Ketsch

Kolpingsfamilie Erntedankfeier in St. Sebastian / Durch Teilen werden alle satt

Facetten des täglichen Brots

Archivartikel

Ketsch.„Gott sei Dank“ – es ist im Alltag flugs ausgesprochen. Und doch haben die Worte eine enorme Aussagekraft, die bei der Erntedankfeier der Kolpingsfamilie beleuchtet wurde. Diakon Heiko Wunderling und Helga Rey hatten dazu Mitglieder und Freunde nach St. Sebastian eingeladen – mit erfreulichem Zuspruch. Den musikalischen Rahmen gestaltete der „Kolpingchor“ unter Leitung von Annette Meixner.

„Gott sei Dank“ – für das tägliche Brot, das als zentraler Punkt dieser Feier galt. Brot stehe für alles, was im Leben gebraucht werde. Den Anblick eines wogenden Weizenfeldes im Wind holte Helga Rey vor die inneren Augen ihrer Zuhörer, ehe das Gleichnis der wundersamen Brotvermehrung aus der Bibel im Fokus stand. Für Diakon Wunderling ist damit als Botschaft Jesu die Gemeinschaft in Beziehung untereinander das Entscheidende: Durch das Teilen der Brote würden alle satt – hierfür bedürfe es den Blick auf den anderen. „Erst mit diesem geschärften Blick kann wahre Mahlgemeinschaft entstehen“, sagte der Diakon.

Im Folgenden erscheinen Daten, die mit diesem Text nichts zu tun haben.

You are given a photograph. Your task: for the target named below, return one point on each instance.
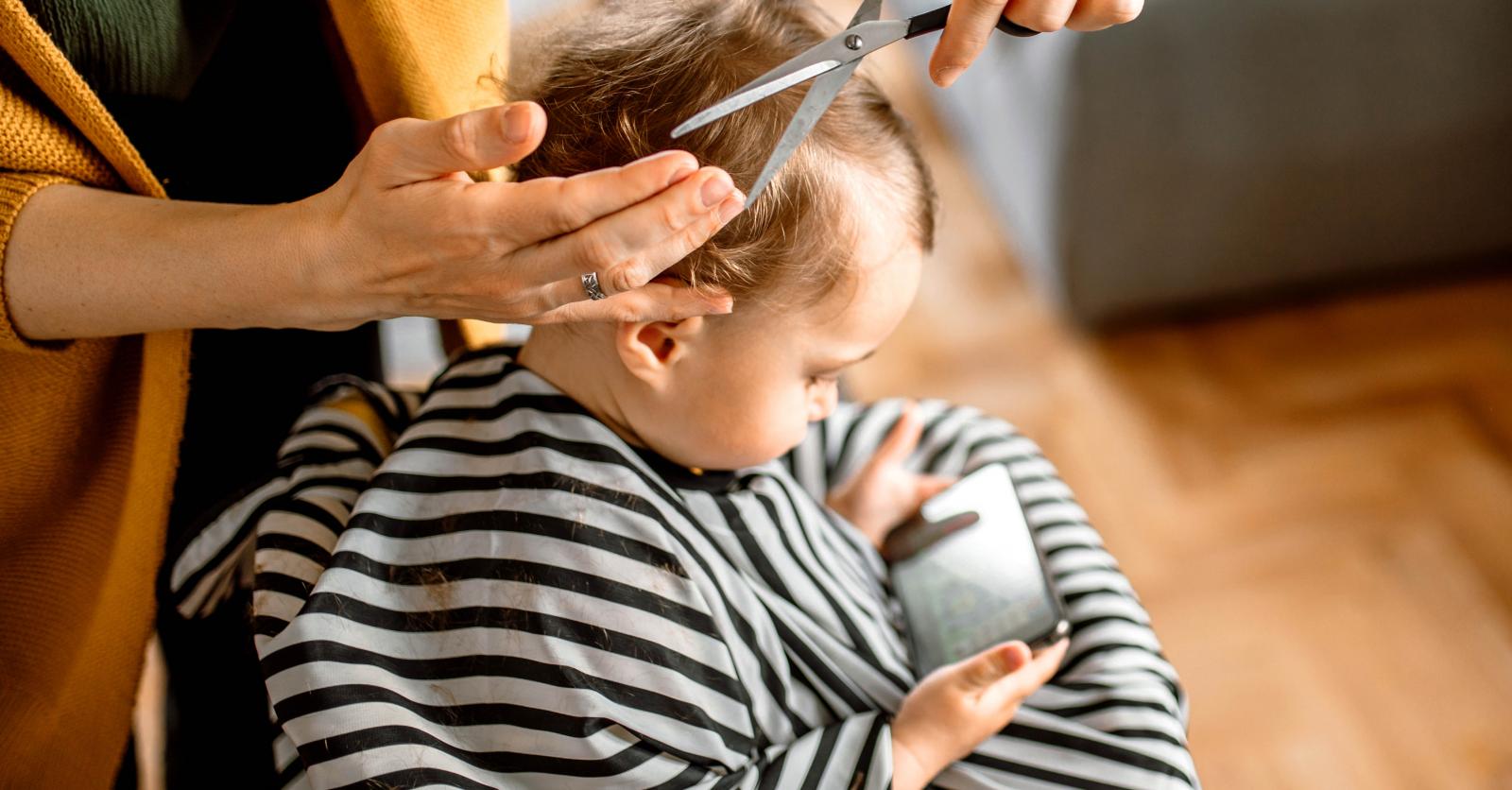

Die Vielfalt des Brotes im Alltag zeigte Helga Rey: Zwieback beispielsweise als Brot der Kranken. Fladenbrot aus südlichen Ländern, wobei die Einsamen nicht vergessen würden. Kommissbrot, das lange haltbar das Brot der Soldaten sei und an unendliches Leid denken lasse. Hostien, die in der Eucharistiefeier zum Brot des Lebens gewandelt seien. Das tägliche Brot sei mehr als nur Sattmacher.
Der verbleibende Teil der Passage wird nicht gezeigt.